Хватит, утешился государь воинской славою, у него и медвежеватая валкая походка приотвердела, взгляд выстудился, и властные морщинки высеклись в приокаменевших губах. Победы не пригрузили, не пригорбили Алексея Михайловича, но выпрямили вдруг. От роду полный, мешковатый, с бабьими опущенными плечами, за год войны приусох слегка, но и призасалился кожею от долгой несвычной жизни в шатрах, выстарился от ветров, осенних холодов, военной тревоги, опасности, постоянных забот и сухояди. Ему домой вдруг захотелось, в Терем, к жене и детям, побыть в государевой Комнате одному, окунуть лебяжье перо в серебряную черниленку и посочинять иль поразмышлять над греческими филозопами. Царь приустал от пушечного гула, постоянной крови, потока раненых, от склок и свар домашней челяди и дворовых бояр, что неотступно были возле. И лишь походная крестовая палатка не давала заскорузнуть душою. Здесь, в походе, он еще более возлюбил Бога и ощутил свою малость, провожая обозы с калеками, протягивая умирающим руку свою для целования, и прощальный студеный отпечаток смерти еще долго хранила в себе кожа.

Война сделала Алексея Михайловича мужчиною и докончила характер.

В прежней жизни он не чурался опасностей и не праздновал труса, с кинжалом хаживал на топтыгина; во Дворце он всегда провожал усопших в последний путь, почитая это за высший Божий знак, и хранил в душе последние знаки уходящих из мира сего; но здесь, на первой его войне за православных, он сам отправлял своих холопишек на смерть и как бы брал на себя перед Спасителем тайный обет за каждого, кто покидал бренный мир, отплывая на суд Божий. Но в душе-то оставалась какая-то мелкая суета, де, чур-чур меня! Да так ли он понял глас Божий, замыслив войну? Сносить ли ему недремлющую совесть, отягощенную кровию челядин своих?
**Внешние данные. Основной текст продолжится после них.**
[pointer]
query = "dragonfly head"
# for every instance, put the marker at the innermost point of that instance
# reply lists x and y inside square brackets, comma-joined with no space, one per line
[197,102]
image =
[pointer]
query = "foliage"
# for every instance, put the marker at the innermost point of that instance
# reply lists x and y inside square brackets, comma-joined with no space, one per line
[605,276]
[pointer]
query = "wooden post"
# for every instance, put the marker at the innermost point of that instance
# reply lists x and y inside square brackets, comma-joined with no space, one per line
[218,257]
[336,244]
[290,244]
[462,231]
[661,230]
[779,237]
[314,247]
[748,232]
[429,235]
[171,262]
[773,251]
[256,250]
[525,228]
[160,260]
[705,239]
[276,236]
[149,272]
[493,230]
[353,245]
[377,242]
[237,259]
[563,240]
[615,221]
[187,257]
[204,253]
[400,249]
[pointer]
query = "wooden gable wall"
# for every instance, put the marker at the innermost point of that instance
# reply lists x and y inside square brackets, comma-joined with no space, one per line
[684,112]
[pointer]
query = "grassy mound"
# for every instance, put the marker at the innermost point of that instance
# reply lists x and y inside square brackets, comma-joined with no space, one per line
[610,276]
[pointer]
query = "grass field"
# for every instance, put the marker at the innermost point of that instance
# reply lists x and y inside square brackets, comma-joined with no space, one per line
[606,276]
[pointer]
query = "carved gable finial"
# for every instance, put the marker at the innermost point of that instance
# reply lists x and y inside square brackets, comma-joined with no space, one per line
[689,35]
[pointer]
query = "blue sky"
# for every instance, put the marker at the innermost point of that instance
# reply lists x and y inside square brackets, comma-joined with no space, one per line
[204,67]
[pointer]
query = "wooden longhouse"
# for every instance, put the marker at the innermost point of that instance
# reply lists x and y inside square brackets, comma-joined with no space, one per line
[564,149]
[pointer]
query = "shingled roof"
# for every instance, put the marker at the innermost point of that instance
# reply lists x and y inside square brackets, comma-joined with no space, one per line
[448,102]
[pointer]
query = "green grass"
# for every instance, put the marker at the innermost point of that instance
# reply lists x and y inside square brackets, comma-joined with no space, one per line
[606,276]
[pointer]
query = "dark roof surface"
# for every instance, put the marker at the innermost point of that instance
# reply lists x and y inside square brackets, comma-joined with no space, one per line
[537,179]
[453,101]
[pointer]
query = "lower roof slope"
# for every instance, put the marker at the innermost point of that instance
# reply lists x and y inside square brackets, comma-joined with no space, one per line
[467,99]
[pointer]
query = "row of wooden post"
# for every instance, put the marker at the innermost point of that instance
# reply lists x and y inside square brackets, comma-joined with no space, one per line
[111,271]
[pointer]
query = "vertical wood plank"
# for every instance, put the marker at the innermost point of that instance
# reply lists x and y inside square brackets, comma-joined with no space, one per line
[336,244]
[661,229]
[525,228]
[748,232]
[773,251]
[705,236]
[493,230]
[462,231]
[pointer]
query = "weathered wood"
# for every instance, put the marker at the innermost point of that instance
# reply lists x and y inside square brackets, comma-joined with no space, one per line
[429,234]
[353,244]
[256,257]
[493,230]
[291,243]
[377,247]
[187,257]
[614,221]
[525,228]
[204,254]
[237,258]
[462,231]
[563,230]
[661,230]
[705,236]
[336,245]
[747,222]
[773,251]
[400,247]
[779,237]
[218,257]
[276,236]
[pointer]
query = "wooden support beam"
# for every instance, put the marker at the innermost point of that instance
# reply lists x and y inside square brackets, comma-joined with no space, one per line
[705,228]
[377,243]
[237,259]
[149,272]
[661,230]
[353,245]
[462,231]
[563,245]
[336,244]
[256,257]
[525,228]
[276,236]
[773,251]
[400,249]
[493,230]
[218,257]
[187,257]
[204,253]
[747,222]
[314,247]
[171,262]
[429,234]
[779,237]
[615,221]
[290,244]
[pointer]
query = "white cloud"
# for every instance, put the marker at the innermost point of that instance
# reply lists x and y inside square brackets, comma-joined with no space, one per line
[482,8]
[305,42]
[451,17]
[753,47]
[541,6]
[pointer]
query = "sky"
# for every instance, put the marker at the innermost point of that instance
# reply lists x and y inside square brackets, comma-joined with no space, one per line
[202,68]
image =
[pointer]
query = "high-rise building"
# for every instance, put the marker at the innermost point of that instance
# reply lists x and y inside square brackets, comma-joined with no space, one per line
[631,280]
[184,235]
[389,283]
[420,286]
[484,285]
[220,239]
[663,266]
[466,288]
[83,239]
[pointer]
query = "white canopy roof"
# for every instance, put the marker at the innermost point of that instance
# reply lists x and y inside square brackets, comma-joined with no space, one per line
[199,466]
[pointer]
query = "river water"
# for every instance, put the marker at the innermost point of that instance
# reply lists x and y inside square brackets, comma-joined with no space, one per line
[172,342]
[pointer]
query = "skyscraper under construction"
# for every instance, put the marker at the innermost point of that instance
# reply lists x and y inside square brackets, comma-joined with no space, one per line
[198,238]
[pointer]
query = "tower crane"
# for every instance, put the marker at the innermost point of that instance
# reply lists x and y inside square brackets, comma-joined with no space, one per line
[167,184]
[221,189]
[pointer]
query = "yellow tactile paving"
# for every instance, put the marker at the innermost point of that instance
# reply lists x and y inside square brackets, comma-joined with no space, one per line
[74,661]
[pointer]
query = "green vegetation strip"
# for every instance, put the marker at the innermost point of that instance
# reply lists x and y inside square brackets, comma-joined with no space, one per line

В конце октября государь приехал в Вязьму и здесь решил переждать моровое поветрие. За первым же гостевым столом, составленным накоротке, из ближних бояр, вдруг посеялись слухи о Никоне: дескать, хочет святитель заместить собою государя, высоко мостится и пушит перья. И, де, ходит по народу сказка, будто явился на Москве обманщик великий, ближний предтеча антихриста, патриарх Никон, овчеобразный волк. Де, в окно из палаты нищим деньги бросает, едучи по пути, из кареты золотые на дорогу мечет и плакать горазд. А мир слепой хвалит его, де, государь миленькой, не бывало такого от веку. А бабы молодые и черницы в палатах у него временницы, тешат его, великого государя пресквернейшего. А он их холостит, бабоблуд. А они, ворухи, идут от него веселы с воток да меду песни поют да хвалятся, де, у патриарха вотку пили… И многие в подпитии великом, кого патриарх, в отсутствие государя, худо приветил во Дворце, иль заставил ждать в сенях, иль протомил в передней, нынче смеялись гораздо, ведая тихость государева сердца: от победной войны царь был нынче милостив и щедр. Алексей Михайлович, передавая званым кубки с романеей, прятал глаза и чувствовал себя неловко; он и хотел бы сурово пресечь сплетни, чтобы неповадно было лить колокола на собинного друга, но что-то и сдерживало его. Он тайно понял, что ему приятно слышать поклепы. И то, что сразу не оборвал ближних бояр, не дал злым языкам укороту, делало его не то сообщником слухов, не то заговорщиком.